Per-model leaderboard
| Model | Top-1 | 95% CI | Top-3 | 95% CI | Format Failures | Median ms |
|---|---|---|---|---|---|---|
composer-2 | 0.888 | [0.832, 0.937] | 0.930 | [0.888, 0.972] | 0 | 3957 |
claude-opus-4-7 | 0.886 | [0.830, 0.936] | 0.936 | [0.894, 0.972] | 0 | 3392 |
gpt-5.5 | 0.886 | [0.830, 0.936] | 0.943 | [0.901, 0.979] | 0 | 3764 |
gemini-3.1-pro | 0.886 | [0.829, 0.936] | 0.921 | [0.879, 0.964] | 1 | 9077 |
Per-skill confusion (when expected is X, predicted is Y)
Rows are the ground-truth expected_primary_skill; columns are what models actually predicted. Only finished runs counted.

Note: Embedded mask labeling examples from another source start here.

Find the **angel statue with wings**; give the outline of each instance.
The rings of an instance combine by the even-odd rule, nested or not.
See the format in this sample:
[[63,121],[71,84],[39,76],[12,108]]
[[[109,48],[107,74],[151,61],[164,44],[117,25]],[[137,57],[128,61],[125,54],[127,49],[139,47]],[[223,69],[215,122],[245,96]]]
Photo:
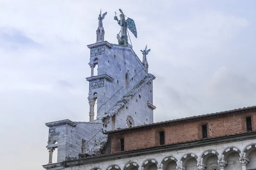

| Expected \ Predicted | advanced-evaluation | bdi-mental-states | context-compression | context-degradation | context-fundamentals | context-optimization | evaluation | filesystem-context | harness-engineering | hosted-agents | latent-briefing | memory-systems | multi-agent-patterns | project-development | tool-design |
|---|---|---|---|---|---|---|---|---|---|---|---|---|---|---|---|
advanced-evaluation (n=49) | 48 | - | - | - | - | - | 1 | - | - | - | - | - | - | - | - |
bdi-mental-states (n=24) | - | 24 | - | - | - | - | - | - | - | - | - | - | - | - | - |
context-compression (n=36) | - | - | 36 | - | - | - | - | - | - | - | - | - | - | - | - |
context-degradation (n=36) | - | - | - | 36 | - | - | - | - | - | - | - | - | - | - | - |
context-fundamentals (n=47) | - | - | - | 12 | 12 | 8 | 2 | - | - | - | - | - | - | 12 | 1 |
context-optimization (n=36) | - | - | - | - | - | 36 | - | - | - | - | - | - | - | - | - |
evaluation (n=36) | 3 | - | - | - | - | - | 33 | - | - | - | - | - | - | - | - |
filesystem-context (n=36) | - | - | - | - | - | - | - | 36 | - | - | - | - | - | - | - |
harness-engineering (n=36) | - | - | - | - | - | - | - | - | 36 | - | - | - | - | - | - |
hosted-agents (n=24) | - | - | - | - | - | - | - | - | - | 24 | - | - | - | - | - |
latent-briefing (n=24) | - | - | - | - | - | - | - | - | - | - | 24 | - | - | - | - |
memory-systems (n=36) | - | - | - | - | - | - | - | - | - | - | - | 36 | - | - | - |
multi-agent-patterns (n=48) | - | - | - | - | - | - | - | - | - | - | - | - | 48 | - | - |
project-development (n=48) | - | - | - | - | - | - | - | - | - | - | - | - | - | 36 | 12 |
tool-design (n=48) | - | - | - | - | - | - | - | - | 1 | - | - | - | - | 12 | 35 |
Hardest prompts (lowest top-1 across all models)
| Prompt | Expected | Top-1 Rate | Predicted Primaries |
|---|---|---|---|
| p001 | context-fundamentals | 0.00 | context-degradation |
| p037 | project-development | 0.00 | tool-design |
| p046 | tool-design | 0.00 | project-development |
| p048 | advanced-evaluation | 0.00 | evaluation |
| p040 | context-fundamentals | 0.25 | context-fundamentals, context-optimization |
| p045 | context-fundamentals | 0.25 | context-fundamentals, evaluation, project-development, tool-design |
| p047 | context-fundamentals | 0.50 | context-fundamentals, project-development |
| p016 | evaluation | 0.75 | advanced-evaluation, evaluation |
| p041 | tool-design | 0.92 | harness-engineering, tool-design |
| p002 | context-degradation | 1.00 | context-degradation |
Reproducibility
Reproduce these numbers exactly with:
cd researcher/benchmarks/sdk-runner
npm install
export CURSOR_API_KEY=<your-key>
node --experimental-strip-types src/runRouter.ts --models claude-opus-4-7,composer-2,gemini-3.1-pro,gpt-5.5 --reps 3 --seed 1 --max-budget-usd 15
python3 researcher/scripts/render_router_report.py \
--results researcher/benchmarks/router/results/<date>-<seed> \
--fixture researcher/benchmarks/router/prompts.jsonl \
--output researcher/benchmarks/router/results-published/<date>.mdPer-run JSON artifacts (prompt, model, replication, raw model output, parsed ranking) are preserved under the gitignored results/ directory next to the summary that drives this report.